Can you clarify the exact technical perf distinction between them re: dimension and pitch? This is fundamental to UP8.


Here is where it gets tricky.

Way back when there was only 35mm film, and it ws on Nutrate Base. (Scarry Times) the first motion picture printer was made. (stay with me here).

The machine worked by running the negative and the positive over a cylinder. and shining a light. The negative had shrunk at this point because Nitrate Film will do that when you process it, and so the Pitch was just a hair shorter than the fresh print film. This allowed for the cylinder and all was well.

As the base was changed to various "safety" film formulas, the base would no longer shrunk in processing, (as much anyway) and so they started to make the negative film with a "short Pitch" .1866 rather then .1870. 4 thousands of an inch shorter.

16mm came along after this so it also has Positive and Negative pitch. Positive is .3000.

Some reversal film is made with the positive pitch, some with negative pitch, the slight difference is not noticed in many situations. Negative film is of course made with negative pitch so it can run an the traditional printer.

Regular 8 has the same size holes, but half as far apart. allowing 4 images in the space of one 16mm Image.

{WHEW}

Now the film still does shrink a bit over time, and so the ACTUAL spacing you will find on a given strip of film is a combination of the original pitch - plus how much it has shrunk.

When the film is made, the perfs are all made at once, and so it can be made with regular 8, super 8 or 16mm perfs. It is just a mater of what dies Kodak(or whoever) sticks in their Bell and Howell Perforater. If you want to perforate it yourself, it would be best to work from unperforated stock. George Eastman made it difficult to slit 16mm stock from 35mm stock on purpose , as he wanted the "home use" 16mm film to be 100% Safety Film.

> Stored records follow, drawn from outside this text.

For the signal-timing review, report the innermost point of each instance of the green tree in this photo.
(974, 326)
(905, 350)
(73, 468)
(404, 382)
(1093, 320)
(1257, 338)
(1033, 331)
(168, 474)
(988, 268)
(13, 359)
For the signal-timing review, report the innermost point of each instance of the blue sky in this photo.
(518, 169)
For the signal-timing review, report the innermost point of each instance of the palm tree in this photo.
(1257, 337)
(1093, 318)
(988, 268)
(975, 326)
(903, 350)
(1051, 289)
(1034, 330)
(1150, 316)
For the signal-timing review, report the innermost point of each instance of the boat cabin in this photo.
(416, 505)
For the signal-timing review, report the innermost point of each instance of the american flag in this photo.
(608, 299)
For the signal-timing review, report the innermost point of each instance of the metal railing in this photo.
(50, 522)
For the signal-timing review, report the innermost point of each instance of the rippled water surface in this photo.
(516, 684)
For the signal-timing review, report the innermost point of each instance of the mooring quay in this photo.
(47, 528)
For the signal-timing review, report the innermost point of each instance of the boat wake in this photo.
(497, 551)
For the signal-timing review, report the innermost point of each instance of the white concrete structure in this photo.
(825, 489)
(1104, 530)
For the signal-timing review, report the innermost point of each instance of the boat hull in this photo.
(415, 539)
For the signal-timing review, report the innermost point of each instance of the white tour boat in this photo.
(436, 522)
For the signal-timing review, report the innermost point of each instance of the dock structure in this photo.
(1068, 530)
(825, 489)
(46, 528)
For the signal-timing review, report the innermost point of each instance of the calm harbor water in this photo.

I dont know what size order Kodak would want to perf some Negative film as Regular 8. They still sell Ektachrome and Tri-X reversal as regular 8 as long as you order several thousand feet of teh stuff, and accept it on 400 ft rolls. The german film dealers seem to slit some fuji stocks and perf them as regualr 8, but I don't know if they get the stock as 16mm or unperfed 35mm or if they have to get one strip of 16 out of a strip of 35.

{WHEW AGAIN}

Have I come close to answering you?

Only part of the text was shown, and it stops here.